Personal Data shall be processed and stored for as long as required by the purpose they have been collected for.Therefore:

• Personal Data collected for purposes related to the performance of services shall be retained until the longer of (a) such services are completed, (b) as specified in a relevant agreement (such as an agreement with a hospital system, managed care organization, or employer), and (c) as required to maintain records of such services.
• Personal Data collected for the purposes of DocBuddy’s legitimate interests shall be retained as long as needed to fulfill such purposes, including but not limited to retention of records of completed services as required by law, regulation and healthcare practice, and for the other reasons described in this Privacy Policy. Users may find specific information regarding the legitimate interests pursued by DocBuddy within the relevant sections of this document or by contacting DocBuddy.DocBuddy may be allowed to retain Personal Data for a longer period whenever the user has given consent to such processing, as long as such consent is not withdrawn. Furthermore, DocBuddy may be obliged to retain Personal Data for a longer period whenever required to do so for the performance of a legal obligation (including but not limited to retention of records of healthcare services performed or recommended) or upon order of an authority.The right to access, the right to erasure, the right to rectification and the right to data portability cannot be enforced after information has been deleted.

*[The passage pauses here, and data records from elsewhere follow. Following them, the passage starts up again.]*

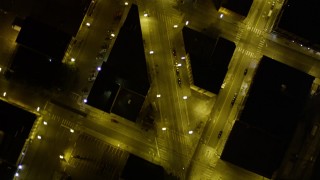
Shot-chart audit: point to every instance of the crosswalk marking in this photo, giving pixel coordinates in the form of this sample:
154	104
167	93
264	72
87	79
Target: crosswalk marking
64	122
246	52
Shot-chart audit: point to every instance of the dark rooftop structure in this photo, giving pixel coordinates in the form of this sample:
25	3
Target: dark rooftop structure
43	39
15	126
209	59
266	125
300	20
123	83
66	16
241	7
138	168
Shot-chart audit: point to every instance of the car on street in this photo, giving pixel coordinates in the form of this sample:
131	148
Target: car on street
234	99
174	52
179	81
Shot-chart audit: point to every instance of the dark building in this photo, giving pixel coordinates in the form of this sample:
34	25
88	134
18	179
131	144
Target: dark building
299	21
209	59
122	84
43	39
262	135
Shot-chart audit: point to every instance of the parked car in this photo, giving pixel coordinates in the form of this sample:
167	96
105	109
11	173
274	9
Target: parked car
234	99
174	52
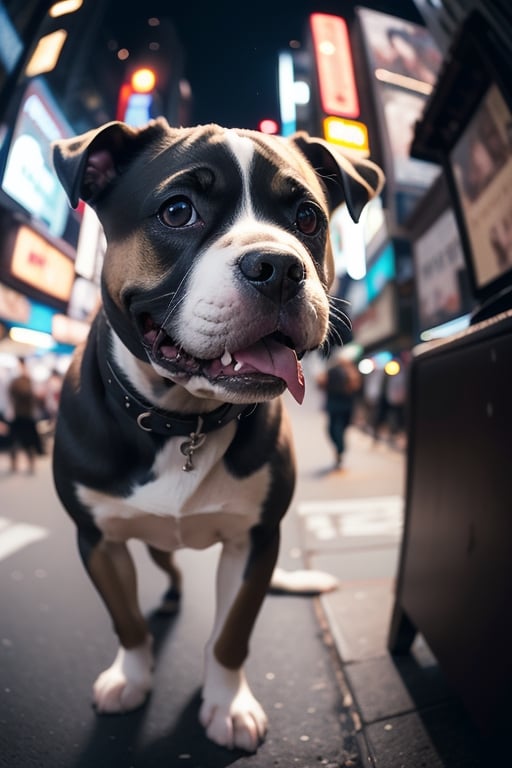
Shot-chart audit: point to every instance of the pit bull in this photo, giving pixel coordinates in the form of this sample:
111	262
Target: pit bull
171	428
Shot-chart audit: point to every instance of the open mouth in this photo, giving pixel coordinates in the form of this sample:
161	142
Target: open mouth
270	358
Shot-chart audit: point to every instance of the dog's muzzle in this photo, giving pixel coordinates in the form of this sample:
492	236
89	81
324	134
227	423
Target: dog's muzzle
277	276
269	365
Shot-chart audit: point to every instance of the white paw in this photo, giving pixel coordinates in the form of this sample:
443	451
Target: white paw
231	715
126	684
303	582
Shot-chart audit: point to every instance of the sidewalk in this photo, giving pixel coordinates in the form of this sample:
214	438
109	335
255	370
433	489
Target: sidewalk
350	525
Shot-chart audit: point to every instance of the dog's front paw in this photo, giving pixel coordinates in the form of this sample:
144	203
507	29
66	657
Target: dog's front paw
231	715
125	685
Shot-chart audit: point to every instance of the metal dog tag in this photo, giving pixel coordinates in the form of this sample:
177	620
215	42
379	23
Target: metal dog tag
189	447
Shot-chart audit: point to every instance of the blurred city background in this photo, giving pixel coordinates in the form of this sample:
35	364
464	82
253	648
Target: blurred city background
424	89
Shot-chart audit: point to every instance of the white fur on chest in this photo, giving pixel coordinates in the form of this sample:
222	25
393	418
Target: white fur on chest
164	508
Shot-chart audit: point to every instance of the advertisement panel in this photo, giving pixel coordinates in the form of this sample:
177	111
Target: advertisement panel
481	163
29	177
439	267
405	61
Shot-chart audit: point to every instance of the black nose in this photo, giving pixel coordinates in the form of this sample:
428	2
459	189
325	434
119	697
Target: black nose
277	275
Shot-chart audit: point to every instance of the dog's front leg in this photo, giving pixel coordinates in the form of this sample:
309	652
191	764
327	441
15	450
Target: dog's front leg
126	683
230	713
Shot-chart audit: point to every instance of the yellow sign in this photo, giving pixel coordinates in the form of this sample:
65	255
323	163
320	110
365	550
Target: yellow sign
350	134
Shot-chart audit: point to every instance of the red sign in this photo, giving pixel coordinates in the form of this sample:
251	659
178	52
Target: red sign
333	55
41	265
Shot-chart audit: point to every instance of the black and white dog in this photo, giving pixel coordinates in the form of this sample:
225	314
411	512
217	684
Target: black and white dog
171	429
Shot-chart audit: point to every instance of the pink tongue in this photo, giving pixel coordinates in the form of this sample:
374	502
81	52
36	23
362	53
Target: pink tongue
277	359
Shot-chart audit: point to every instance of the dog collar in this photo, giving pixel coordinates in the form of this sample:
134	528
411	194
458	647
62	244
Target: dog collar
150	419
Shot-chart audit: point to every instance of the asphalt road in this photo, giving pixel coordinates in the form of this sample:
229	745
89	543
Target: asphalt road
55	637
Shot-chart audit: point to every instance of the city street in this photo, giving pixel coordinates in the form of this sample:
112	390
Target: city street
56	637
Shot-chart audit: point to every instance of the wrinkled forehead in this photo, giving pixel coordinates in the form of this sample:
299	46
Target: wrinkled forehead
257	160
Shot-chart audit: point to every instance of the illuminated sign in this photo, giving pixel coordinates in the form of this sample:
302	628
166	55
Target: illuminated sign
29	177
350	134
333	55
39	264
14	307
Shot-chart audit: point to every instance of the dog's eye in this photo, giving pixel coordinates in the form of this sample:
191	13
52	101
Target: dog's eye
178	212
308	219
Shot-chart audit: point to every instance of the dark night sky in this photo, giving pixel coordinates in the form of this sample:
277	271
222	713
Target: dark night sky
232	47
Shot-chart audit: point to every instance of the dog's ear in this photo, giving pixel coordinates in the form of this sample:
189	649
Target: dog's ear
87	164
354	181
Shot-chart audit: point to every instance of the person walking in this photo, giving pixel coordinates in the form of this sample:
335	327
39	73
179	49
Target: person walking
23	433
341	381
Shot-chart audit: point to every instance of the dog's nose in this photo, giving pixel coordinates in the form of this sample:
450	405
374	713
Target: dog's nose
277	275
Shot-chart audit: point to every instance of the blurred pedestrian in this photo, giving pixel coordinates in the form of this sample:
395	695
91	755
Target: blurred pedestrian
52	398
24	435
341	381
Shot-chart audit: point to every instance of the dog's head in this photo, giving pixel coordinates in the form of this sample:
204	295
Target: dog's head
218	262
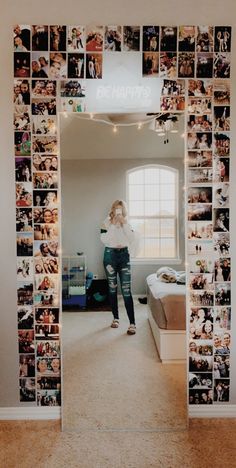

Data about you is collected to allow us to provide services to you, as well as for the following purposes: analytics, managing contacts and sending messages, user database management, heat mapping and session recording, displaying content from other platforms, content performance and features testing (A/B testing), generation models of medical and clinical conditions, generation models of physician and clinical performance, infrastructure monitoring and contacting the user.

More details concerning the collection or processing of Personal Data may be requested from the Privacy Officer at any time. Please see the contact information at the beginning of this document.

The Data Protection Officer is the Privacy Officer.

This privacy statement has been prepared based on provisions of multiple legislations, including the U.S. Health Insurance Portability and Accountability Act of 1996 (“HIPAA”), the U.S. Health Information Technology for Economic and Clinical Health Act (“HITECH”), and Art. 13/14 of Regulation (EU) 2016/679 (General Data Protection Regulation or “GDPR”).